It's Time to Fix the Credentialing Process
10.12.2017 By Michelle Barry, Expert, Health Plan Provider Data Management
Availity recently commissioned an independent research company to survey providers—physicians and non-medical staff, in practices and facilities—about their credentialing process. No one should be surprised that providers are not happy with how it’s conducted.
In fact, just 20 percent of respondents say they are “Satisfied” or “Very Satisfied” with the way states and health plans credential practitioners.
Providers’ biggest complaints about the credentialing process include:
- Sheer volume of paperwork required (80%)
Assembling, tracking, and submitting the variety of forms and documents required is the most-often cited problem with today’s credentialing process. Nearly three in four providers (70 percent) store the information on computers, flash drives, or personal cloud storage—which credentialing staff may not have access to.
- Complexity and variety in the information required (79%)

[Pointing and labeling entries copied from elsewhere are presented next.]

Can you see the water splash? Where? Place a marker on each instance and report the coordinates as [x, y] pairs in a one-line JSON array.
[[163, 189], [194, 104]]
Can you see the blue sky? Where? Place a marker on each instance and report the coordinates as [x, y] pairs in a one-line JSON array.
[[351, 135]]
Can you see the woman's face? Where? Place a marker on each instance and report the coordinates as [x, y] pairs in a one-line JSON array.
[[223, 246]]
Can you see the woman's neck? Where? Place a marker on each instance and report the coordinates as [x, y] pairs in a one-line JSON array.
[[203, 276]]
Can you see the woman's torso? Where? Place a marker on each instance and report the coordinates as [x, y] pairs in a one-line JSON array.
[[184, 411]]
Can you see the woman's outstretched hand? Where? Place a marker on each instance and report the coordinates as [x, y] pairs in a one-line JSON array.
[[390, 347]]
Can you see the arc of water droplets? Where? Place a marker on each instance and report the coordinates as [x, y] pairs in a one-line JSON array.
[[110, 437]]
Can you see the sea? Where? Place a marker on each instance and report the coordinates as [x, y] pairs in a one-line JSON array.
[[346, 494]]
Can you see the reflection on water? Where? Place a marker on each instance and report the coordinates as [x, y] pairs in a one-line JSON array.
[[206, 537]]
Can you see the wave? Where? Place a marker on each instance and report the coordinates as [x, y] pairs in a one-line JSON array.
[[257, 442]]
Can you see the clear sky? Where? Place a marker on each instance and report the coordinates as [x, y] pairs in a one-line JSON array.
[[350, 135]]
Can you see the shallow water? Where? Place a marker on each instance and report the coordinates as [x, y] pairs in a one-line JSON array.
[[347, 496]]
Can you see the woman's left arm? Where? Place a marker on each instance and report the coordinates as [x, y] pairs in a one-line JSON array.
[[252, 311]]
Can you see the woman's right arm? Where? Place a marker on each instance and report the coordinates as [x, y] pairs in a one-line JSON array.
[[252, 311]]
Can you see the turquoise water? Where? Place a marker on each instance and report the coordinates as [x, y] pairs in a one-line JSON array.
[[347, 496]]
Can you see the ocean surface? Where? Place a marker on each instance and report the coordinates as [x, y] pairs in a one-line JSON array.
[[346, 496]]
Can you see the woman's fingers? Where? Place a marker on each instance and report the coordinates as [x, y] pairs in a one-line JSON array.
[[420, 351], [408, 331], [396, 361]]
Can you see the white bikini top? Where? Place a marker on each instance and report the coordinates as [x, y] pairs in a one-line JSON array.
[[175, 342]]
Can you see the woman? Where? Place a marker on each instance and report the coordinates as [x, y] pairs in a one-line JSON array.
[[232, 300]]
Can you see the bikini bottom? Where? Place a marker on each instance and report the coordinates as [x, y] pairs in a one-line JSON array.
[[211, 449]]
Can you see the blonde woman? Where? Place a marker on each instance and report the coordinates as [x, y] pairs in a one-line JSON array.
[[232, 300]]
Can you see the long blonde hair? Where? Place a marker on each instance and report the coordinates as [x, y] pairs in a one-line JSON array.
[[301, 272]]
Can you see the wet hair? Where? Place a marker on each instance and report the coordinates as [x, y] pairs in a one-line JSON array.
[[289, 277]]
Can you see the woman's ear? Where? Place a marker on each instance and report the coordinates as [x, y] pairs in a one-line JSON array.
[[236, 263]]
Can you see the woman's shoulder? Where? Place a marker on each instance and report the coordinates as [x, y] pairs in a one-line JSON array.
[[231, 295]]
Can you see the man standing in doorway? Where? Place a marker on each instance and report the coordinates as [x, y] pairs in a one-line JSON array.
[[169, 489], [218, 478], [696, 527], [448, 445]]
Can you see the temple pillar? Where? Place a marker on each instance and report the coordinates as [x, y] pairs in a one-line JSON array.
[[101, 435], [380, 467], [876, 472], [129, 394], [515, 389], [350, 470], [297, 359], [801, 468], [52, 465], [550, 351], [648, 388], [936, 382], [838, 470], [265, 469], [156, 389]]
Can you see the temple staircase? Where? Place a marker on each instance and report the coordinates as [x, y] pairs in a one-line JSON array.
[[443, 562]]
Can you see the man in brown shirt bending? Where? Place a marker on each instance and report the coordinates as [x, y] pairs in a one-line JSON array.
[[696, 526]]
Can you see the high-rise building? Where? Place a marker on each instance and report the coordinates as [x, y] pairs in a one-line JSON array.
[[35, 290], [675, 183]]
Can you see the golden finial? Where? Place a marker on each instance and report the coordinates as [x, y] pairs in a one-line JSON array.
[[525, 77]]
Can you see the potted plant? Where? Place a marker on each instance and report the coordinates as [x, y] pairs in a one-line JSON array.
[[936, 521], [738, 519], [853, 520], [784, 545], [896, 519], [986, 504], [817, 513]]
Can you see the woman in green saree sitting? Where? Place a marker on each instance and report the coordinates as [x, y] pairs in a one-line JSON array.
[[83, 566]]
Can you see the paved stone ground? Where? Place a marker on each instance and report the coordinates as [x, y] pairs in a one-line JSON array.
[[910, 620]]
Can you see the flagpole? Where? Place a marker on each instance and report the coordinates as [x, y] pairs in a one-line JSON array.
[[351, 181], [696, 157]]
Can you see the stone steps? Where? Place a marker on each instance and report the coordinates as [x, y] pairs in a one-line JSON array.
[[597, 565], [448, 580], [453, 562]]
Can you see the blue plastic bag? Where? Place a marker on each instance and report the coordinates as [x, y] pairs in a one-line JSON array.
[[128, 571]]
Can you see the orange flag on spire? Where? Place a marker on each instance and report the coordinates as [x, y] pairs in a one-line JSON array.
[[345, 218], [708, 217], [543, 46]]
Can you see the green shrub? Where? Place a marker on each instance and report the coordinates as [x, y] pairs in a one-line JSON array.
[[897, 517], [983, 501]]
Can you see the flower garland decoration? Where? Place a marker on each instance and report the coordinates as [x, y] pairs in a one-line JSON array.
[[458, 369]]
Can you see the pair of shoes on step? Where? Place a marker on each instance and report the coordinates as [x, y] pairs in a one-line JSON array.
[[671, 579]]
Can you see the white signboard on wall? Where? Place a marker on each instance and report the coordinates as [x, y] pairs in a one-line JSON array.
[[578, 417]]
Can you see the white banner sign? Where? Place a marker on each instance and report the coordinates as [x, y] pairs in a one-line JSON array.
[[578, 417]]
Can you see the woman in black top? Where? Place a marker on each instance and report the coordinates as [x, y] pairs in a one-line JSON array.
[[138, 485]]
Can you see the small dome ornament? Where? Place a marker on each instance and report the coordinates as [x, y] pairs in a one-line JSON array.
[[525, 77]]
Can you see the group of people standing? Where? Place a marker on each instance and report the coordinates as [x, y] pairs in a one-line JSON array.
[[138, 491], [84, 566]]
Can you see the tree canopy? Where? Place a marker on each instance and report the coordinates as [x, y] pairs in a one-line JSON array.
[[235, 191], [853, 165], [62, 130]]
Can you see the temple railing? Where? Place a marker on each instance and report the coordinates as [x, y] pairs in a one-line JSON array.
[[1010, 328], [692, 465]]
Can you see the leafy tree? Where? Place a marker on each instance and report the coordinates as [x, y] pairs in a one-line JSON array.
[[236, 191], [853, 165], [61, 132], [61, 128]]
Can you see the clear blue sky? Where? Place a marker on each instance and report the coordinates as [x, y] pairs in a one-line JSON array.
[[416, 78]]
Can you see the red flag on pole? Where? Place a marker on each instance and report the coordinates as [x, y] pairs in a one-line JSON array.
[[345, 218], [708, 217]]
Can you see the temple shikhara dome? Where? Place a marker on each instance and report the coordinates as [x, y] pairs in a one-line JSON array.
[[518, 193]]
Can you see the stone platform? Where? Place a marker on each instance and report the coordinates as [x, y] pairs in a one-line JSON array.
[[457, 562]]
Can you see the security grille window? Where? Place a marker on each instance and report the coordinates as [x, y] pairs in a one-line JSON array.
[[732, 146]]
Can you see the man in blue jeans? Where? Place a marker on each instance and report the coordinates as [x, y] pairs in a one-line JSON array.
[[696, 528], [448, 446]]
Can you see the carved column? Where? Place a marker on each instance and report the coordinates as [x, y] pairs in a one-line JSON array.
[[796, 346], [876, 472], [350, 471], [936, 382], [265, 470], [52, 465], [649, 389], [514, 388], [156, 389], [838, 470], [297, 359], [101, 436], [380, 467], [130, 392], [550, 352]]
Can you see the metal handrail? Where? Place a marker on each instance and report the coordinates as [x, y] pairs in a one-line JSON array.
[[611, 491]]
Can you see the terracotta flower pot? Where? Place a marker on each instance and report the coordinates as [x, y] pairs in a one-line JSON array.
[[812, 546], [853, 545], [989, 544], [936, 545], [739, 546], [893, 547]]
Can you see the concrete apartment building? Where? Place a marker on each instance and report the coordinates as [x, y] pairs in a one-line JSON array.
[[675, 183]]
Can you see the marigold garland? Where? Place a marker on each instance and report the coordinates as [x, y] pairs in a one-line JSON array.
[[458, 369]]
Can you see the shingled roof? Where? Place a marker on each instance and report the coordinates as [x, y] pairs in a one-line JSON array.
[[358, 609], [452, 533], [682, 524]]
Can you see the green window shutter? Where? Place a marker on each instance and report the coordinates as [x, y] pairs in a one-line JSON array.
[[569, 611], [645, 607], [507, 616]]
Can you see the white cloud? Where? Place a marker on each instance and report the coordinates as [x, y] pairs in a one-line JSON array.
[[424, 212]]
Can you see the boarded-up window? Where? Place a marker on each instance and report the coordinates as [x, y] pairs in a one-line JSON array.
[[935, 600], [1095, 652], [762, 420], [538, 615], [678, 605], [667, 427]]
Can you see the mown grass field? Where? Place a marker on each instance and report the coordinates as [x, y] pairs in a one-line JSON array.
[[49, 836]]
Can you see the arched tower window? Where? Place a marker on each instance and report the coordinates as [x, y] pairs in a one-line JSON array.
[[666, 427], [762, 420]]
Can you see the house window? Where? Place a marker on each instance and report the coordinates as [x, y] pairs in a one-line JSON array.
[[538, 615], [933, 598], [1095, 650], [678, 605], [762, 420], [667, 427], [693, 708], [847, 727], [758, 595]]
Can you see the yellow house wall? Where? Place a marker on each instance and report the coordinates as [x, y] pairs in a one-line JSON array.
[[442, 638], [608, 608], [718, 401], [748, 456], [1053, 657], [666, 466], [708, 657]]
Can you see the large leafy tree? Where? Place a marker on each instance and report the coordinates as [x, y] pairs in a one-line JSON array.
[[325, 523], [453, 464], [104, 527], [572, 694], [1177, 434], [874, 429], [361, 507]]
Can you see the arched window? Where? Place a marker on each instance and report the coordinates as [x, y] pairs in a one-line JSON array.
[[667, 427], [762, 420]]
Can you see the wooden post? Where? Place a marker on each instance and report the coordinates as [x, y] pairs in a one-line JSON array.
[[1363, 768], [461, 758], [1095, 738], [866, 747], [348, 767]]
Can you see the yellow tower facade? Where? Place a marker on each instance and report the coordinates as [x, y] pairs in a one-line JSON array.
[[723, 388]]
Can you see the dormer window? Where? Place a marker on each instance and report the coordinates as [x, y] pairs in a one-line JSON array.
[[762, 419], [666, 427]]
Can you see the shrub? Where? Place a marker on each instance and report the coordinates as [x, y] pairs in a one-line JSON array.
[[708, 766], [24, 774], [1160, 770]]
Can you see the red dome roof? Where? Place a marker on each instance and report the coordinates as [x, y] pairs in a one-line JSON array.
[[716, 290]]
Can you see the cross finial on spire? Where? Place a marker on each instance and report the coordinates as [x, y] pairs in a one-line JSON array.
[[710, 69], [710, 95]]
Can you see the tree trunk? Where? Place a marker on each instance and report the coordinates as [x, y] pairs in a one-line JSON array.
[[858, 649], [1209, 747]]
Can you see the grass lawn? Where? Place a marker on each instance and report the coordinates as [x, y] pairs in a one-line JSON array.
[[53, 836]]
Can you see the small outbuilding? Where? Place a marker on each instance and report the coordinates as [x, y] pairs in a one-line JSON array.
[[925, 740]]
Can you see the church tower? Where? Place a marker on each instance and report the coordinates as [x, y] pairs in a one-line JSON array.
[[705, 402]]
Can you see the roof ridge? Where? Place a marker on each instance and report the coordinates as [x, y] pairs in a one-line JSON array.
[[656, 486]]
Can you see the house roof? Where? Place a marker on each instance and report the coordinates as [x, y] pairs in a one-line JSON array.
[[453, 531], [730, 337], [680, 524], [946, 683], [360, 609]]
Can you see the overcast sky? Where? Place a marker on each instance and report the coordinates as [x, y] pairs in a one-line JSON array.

The typical practice works with 17 health plans (facilities average more than 20) and almost every plan has different credentialing requirements and proprietary forms. The administrators, credentialing managers, or credentialing specialists fulfilling these requirements must often complete paper forms by hand. Add state and CMS requirements into the mix, and onboarding a single practitioner becomes very difficult, very quickly.
- The time it takes
We heard that the average time to pull together all the information needed for initial credentialing is about eight hours, plus additional time for non-standard requests for some health plans and states. Once the package is complete, 38 percent of respondents report average wait times of more than 31 days before they receive a decision. Some say they’ve waited up to a year—at which time the application is no longer valid, and must be started over.
No one disputes the need for credentialing: patients, practices, and plans need to know that those delivering care are qualified to do so. But as value-based care and risk adjustment become the norm instead of the exception, verifying and updating provider credentials must be streamlined. When administrative processes are simplified, providers and health plans can focus on better outcomes—instead of paperwork.